İşte BBP Genel Başkan Yardımcısı Kaptan Kartal'ın yaptığı açıklama...
"Üç askerimiz daha şehit düştü, bölgede otoritemiz zayıfladığı için PKK sokak ortasında infazlar gerçekleştiriyor, korucuları idam sehpalarına asıp kurşuna diziyor, yollarımız kesiliyor, sözde özerklik ilanları yapılıyor. Aylardır bu yöntemle terörün bitirilemeyeceğini hatta daha ağır bedeller ödeyeceğimizi söyleyip durduk. Bu söylediklerimizin muhalefetlikle alakası yok bu meseleyi partizanca davranıp siyaset zeminine çekerek ülkemizin Milli davasına zarar gelsin istemeyiz. Bizim için aslolan Milletimizin Birlik davasıdır ama açılım denilen daha sonra Milli Birlik ve kardeşlik denilen daha sonra çözüm süreci denen bu yöntemle terörün bitmeyeceği gün gibi aşikardır. Bunu söyleyen bir biz değiliz Bizzat Sayın Cumhurbaşkanı ve Sayın Başbakan olmak üzere Kabine üyeleri terör örgütünün sözünde durmadığını deklere ettiler o zaman daha neyin barışını neyin çözümünü sürdürüyorsunuz
Öcalan'ı yol haritasının başına oturtursanız seçtiğiniz Akil heyet dedikleriniz gittikleri yerlerde PKK'nın faziletlerini anlatır durursa, İmralı Kandil arasında mekik dokuyup örgütün faaliyetlerine müsaade edilirse sonuç bundan başka bir şey olamazdı.bu kadar tavizi alan örgüt belki Asker polis vurmadı ama bölgede bir mıntıka temizliği yaptı pkk karşıtı unsurları temizledi şimdi de sokaklara inip yakıyor yıkıyor infazlar gerçekleştiriyor.Terörle mücadelede Medyanın etkisi silahlı güçlerden daha etkilidir bizde bunun tam tersi oldu her gece Öcalan ve PKK'nın faziletleri anlatıldı Öcalan ve PKK meşrulaştırıldı her dafasında oyun bozanlık yapan PKK oldu ama PKK'nın siyasi sözcüleri ve bazı medya grupları tarafından iktidar suçlandı böylece Hükumet Öcalan ve pkk nın taleplerine mecbur hale getirilmeye çalışıldı.Terör örgütü her şeyi pazarlık konusu yapmaya başladı talepleri sınırsızlaştı, örgüt tatminsiz bir hal aldı, küstahlaşarak alamadığı her isteği karşısında yaktı yıktı öldürdü.

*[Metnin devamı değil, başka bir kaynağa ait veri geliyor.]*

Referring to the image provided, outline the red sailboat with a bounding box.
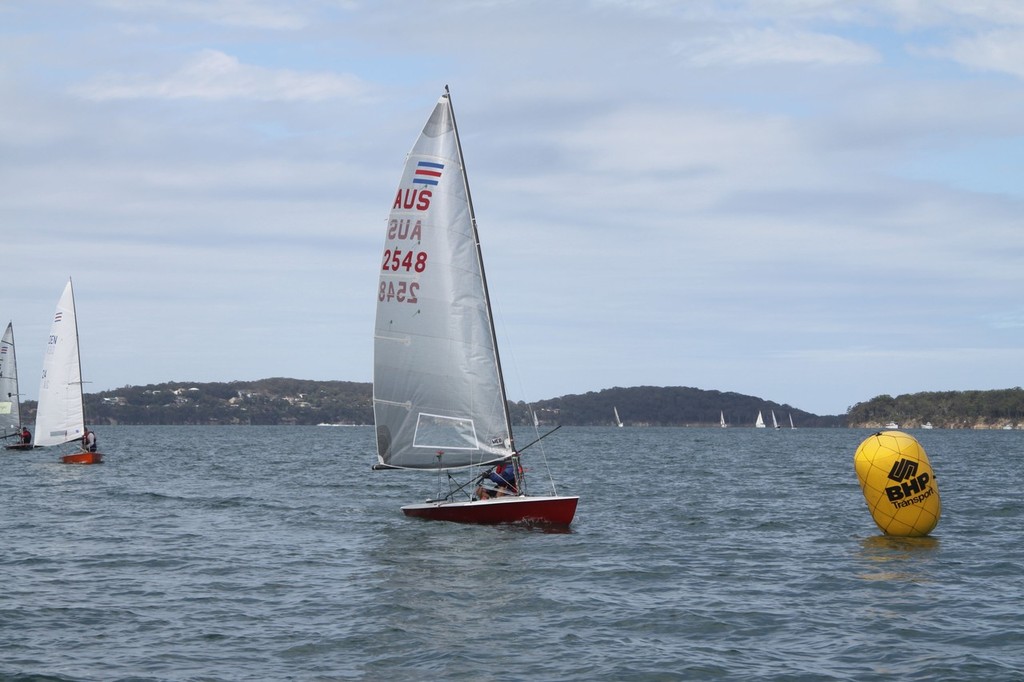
[374,88,579,526]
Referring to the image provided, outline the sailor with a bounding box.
[476,462,516,500]
[82,426,96,453]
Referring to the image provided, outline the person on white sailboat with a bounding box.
[476,463,516,500]
[82,426,96,453]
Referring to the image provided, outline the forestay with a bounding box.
[0,323,22,432]
[374,93,513,469]
[35,280,85,445]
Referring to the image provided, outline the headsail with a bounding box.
[35,280,85,445]
[374,92,513,469]
[0,323,22,433]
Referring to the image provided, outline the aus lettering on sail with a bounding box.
[377,161,444,304]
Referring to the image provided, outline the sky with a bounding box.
[0,0,1024,413]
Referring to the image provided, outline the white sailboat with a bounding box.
[374,87,579,525]
[35,279,103,464]
[0,323,32,450]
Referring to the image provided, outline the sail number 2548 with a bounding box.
[377,249,427,303]
[377,280,420,303]
[382,249,427,272]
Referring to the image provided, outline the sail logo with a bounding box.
[413,161,444,187]
[886,459,935,507]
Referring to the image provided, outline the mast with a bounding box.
[68,276,85,429]
[444,85,518,450]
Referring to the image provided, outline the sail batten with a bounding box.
[374,93,513,469]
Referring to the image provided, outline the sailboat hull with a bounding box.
[401,496,580,525]
[60,453,103,464]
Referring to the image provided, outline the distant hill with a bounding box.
[14,378,843,426]
[12,377,1024,428]
[846,386,1024,429]
[534,386,845,427]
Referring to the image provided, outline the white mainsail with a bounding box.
[0,323,22,433]
[374,93,514,469]
[35,279,85,445]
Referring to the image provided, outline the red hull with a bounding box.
[60,453,103,464]
[401,497,580,525]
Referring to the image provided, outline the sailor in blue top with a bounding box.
[476,463,516,500]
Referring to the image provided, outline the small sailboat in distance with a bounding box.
[373,87,579,525]
[0,323,32,450]
[35,278,103,464]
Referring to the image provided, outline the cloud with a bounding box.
[929,29,1024,78]
[73,49,367,101]
[674,28,881,67]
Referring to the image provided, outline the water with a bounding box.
[0,427,1024,681]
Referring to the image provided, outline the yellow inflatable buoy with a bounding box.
[853,431,942,537]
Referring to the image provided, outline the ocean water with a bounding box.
[0,427,1024,681]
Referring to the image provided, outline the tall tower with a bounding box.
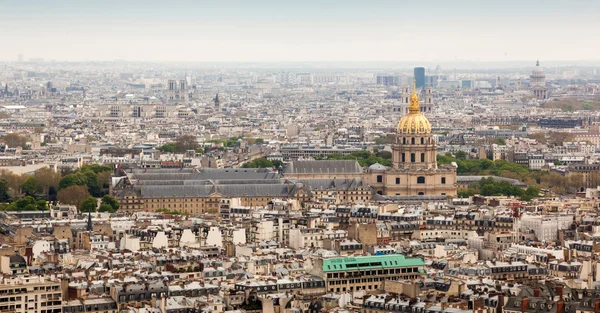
[415,67,425,88]
[369,80,456,197]
[214,92,221,111]
[392,79,437,169]
[529,60,548,100]
[421,86,433,113]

"Ayn el Arap (Kobani) düşerse Ankara düşer" diyenler kasıtlı olarak bu cümleleri kuruyorlar aslında olay tam tersiydi Ayn el Arap düşerse Suriye'nin Toprak bütünlüğü iyice bozulacak ve 'Birleşik Büyük Kürdistanı'n ikinci devletçiği Suriye'de kurulacak,yani Güneydoğumuzun düşmesi daha da kolaylaşacak.kısaca Kobani düşerse Güneydoğu düşer hesapları yapılıyor. Açıkça mesele Kobani değildi çünkün kobani zaten PYD'ye verildi mesele Güneydoğumuzu düşürme antramanıydı. Bir taraftan PYD liderini Türkiye de karşılayacaksınız daha kapıdan göndermeden Pyd terör örgütüdür pkk dan farkı yoktur diyeceksiniz o zaman adama sormazlar mı niye görüşüyorsunuz,hatta Salih Müslim "Dünya Basınına, madem teröristim benimle neden görüşüyorlar" demeci veriyor bu tutarsız politikalardan hemen vaz geçilmelidir
Siyaseti yapan insandır her insan hata yapabilir önemli olan yaptığı hataları görüp bunlardan vaz geçmesidir Hükumet'te bu hatadan vazgeçip terörle gerçek anlamda mücadele etmelidir bununu için yapılması gereken öncelikle imkansız politikalardan vaz geçip terörle mücadelede hukuku işletmek, Güvenlik güçlerine sahip çıkmak, Öcalan, PKK ve onun siyasi sözcüleri ile birlikte PKK medyasını devre dışı bırakarak bölge halkını muhatap olarak kabul etmek ve demokrasiyi onlarla şekillendirmek, bu adımlar kararlı bir şekilde atılırsa Terör biter aksi durumda bu çözüm sürecine devam edilirse daha çok canımız yanar ve daha çok dizlerimize vururuz"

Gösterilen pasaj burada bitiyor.